In this case, the employee took intermittent FMLA leave related to pain from a back injury and during said leave several of her coworkers saw Facebook pictures of her drinking at a local festival. On the weekend of the festival, the employee contacted the employer indicating that she was in pain and would not be attending work on Monday. Employee was friends with several of her co-workers on Facebook and the pictures of her at the festival were visible to them. One of the coworkers, upset about the behavior she believed was pictured, brought the photographs to a supervisor’s attention. After an internal investigation, which included meeting with the employee, the employer terminated the employee for fraud.

During the meeting with the employee, the employer addressed employee’s communication issues while on FMLA leave, including her request for an extension of her FMLA leave. The employer also addressed the employee’s job requirements and the injuries that allegedly prevented her from fulfilling those requirements. Finally, the employer addressed the pictures of the employee at the festival, which employer believed were inconsistent with the statements employee had made in support of her request for FMLA leave. At the conclusion of the meeting, the employer concluded that the employee had failed to offer a reasonable explanation of the discrepancy between her claims and the photos and terminated the employee.

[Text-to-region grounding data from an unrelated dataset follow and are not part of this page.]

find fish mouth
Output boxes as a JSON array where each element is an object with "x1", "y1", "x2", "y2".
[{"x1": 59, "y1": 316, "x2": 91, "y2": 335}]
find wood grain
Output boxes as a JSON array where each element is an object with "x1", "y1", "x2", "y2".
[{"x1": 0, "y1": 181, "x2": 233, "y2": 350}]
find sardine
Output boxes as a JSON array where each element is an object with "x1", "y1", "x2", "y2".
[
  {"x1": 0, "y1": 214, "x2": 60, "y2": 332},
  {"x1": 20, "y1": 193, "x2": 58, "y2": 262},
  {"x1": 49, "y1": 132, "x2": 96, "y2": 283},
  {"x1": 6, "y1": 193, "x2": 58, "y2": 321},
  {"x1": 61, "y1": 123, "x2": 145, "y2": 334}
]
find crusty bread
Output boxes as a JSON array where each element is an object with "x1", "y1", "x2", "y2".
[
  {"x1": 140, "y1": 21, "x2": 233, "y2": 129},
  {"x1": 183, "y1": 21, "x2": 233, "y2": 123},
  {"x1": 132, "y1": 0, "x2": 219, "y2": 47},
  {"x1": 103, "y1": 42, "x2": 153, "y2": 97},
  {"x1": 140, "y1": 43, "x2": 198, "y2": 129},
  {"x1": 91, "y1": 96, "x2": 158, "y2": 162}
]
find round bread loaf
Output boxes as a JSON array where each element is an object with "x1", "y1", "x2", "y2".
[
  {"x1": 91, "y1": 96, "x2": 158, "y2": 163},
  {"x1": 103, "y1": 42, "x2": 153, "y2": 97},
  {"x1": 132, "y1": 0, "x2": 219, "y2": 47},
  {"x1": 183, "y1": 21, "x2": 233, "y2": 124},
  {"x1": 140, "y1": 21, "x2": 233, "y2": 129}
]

Following the termination, the employee sued, asserting retaliation and interference claims related to her FMLA leave. The district court granted summary judgment for employer. The employee appealed, arguing that the basis for her interference claim was the failure of the employer to reinstate her. However, the Court of Appeals concluded that the employer did not interfere with the employee’s request for FMLA leave because it had given her all the leave to which she was entitled. The Court of Appeals also concluded that the employee’s retaliation claim failed because she was unable to show that there was a casual connection between her protected FMLA activity and the adverse employment action. In particular, the Court of Appeals held that the employer rightfully considered workplace FMLA fraud to be a serious issue and the employer’s termination of employee because of her alleged dishonesty constituted a non-retaliatory basis for her discharge.